Overall, it is clear that masculinity has evolved significantly over the past five years, and will likely continue to evolve in the future. While there is still much work to be done to create more equitable and healthy expressions of masculinity, it is encouraging to see the progress that has been made in recent years.
Having Daniel and Elizabeth has absolutely opened my eyes to what it means to be a “boy” and what it means to be a “girl” and what it means to raise a child.
It is important to recognize that all children are unique individuals and parenting approaches should be tailored to meet the needs and personality of each individual child. That being said, there are some general differences between raising boys and girls that may be worth considering:
Physical differences: Boys and girls may have different physical characteristics and developmental milestones. For example, boys may develop physically and emotionally at a slightly faster pace, and may be more interested in rough-and-tumble play, and soccer, and the World Cup and Ronaldo and that final, and Messi. Girls may mature more slowly and may be more interested in dolls and imaginative play.
Socialization and gender roles: Boys and girls may be socialized differently by society and may be encouraged to exhibit different behaviors based on gender stereotypes. It is important for parents to be aware of these societal expectations and to try to avoid imposing rigid gender roles on their children.

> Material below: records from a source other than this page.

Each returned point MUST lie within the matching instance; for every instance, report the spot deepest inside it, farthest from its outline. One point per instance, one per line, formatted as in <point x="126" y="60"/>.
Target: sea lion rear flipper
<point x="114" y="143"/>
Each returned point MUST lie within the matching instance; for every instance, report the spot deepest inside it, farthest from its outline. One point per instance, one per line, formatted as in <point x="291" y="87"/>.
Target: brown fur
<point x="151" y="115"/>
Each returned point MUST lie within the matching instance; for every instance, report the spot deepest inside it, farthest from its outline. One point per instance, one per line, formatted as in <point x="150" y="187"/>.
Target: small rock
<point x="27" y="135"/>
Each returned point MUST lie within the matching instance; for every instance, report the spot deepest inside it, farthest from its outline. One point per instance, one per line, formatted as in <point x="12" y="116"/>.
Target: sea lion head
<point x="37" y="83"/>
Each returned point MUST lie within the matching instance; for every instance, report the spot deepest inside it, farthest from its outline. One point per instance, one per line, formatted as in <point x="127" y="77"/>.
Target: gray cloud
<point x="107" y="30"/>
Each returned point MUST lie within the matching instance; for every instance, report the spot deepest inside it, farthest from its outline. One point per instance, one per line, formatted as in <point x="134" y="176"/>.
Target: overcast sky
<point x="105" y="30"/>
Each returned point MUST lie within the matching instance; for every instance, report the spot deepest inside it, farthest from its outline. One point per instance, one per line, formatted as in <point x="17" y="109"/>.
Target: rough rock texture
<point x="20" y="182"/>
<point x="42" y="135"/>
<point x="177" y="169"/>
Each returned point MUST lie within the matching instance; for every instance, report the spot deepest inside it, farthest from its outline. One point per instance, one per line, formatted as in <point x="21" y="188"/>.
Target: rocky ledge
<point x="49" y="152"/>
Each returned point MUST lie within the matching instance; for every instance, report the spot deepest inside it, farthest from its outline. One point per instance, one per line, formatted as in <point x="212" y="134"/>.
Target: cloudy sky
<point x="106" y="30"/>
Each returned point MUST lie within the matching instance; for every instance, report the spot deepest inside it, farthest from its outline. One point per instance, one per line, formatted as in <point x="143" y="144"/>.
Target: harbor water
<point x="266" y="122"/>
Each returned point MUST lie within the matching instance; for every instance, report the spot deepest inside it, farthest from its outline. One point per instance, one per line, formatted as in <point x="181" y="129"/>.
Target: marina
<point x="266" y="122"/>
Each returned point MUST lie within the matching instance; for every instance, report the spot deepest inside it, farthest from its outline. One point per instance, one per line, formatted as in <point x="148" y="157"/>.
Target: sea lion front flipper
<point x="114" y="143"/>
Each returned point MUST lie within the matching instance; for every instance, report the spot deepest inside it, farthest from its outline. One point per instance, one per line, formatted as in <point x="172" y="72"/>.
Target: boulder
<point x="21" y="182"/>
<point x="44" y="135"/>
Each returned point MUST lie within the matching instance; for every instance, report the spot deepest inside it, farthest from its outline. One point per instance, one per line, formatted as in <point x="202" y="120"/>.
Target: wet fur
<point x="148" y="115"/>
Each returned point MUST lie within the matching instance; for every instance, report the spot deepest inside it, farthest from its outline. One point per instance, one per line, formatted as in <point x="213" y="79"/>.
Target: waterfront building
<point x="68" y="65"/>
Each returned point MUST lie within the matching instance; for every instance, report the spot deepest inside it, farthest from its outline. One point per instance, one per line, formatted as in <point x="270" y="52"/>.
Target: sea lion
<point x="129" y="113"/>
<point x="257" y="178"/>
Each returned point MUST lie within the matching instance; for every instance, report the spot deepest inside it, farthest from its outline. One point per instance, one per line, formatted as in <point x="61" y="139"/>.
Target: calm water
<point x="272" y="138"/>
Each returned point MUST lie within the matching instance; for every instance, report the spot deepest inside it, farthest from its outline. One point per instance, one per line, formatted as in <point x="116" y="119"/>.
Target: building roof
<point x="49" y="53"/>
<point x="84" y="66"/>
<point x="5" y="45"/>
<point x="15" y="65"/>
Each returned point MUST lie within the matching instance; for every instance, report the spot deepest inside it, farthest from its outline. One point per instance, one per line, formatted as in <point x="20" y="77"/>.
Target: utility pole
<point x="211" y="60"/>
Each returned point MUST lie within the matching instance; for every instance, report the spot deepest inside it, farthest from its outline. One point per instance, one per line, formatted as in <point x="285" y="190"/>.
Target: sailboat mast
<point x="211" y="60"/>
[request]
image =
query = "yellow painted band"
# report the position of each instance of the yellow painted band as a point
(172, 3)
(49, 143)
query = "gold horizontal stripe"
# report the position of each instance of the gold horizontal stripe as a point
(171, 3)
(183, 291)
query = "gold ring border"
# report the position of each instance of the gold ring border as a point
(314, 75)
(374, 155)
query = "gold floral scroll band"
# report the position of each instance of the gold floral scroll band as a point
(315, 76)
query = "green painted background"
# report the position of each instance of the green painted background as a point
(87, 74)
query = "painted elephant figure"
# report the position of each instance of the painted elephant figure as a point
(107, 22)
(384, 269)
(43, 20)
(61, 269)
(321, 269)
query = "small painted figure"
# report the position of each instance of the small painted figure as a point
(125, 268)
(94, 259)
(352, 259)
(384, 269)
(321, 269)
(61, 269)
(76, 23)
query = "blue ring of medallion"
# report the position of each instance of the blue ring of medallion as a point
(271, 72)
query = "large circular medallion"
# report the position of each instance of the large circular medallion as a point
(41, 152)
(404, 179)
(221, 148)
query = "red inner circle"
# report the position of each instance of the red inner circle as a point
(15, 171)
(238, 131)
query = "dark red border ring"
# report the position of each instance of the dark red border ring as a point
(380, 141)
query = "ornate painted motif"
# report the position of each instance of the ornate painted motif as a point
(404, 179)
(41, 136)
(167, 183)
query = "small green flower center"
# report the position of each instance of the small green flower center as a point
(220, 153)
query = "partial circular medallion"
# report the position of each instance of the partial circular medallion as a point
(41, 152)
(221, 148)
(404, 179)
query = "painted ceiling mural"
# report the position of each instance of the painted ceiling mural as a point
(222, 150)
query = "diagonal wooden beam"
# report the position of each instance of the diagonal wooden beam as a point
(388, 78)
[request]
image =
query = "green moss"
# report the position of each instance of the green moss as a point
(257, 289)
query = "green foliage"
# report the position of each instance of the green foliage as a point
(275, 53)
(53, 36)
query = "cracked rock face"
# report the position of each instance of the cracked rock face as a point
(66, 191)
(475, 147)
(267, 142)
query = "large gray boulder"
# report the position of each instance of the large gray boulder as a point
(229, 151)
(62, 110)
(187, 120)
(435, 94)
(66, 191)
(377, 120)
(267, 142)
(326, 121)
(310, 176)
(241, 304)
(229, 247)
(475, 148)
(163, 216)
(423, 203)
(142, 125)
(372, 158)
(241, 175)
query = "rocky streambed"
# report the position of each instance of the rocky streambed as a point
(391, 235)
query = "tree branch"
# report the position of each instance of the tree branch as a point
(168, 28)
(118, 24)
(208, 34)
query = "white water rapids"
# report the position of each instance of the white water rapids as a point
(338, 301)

Communication styles: Boys and girls may communicate differently, with boys often being more physically expressive and girls more verbal. It is important for parents to be attuned to their child’s individual communication style and to try to encourage open and honest communication.
Emotional expression: Boys and girls may express their emotions differently. Boys may be more likely to suppress their emotions or to express them through physical aggression, while girls may be more likely to express their emotions through verbal communication. It is important for parents to encourage open and healthy expression of emotions in both boys and girls.
Again, it is important to remember that these are generalizations and that every child is unique. The most important thing is to approach parenting with love, patience, and an open mind, and to be responsive to the needs and personality of your individual child.
So what does it mean to be a man? What does it mean to be a dad?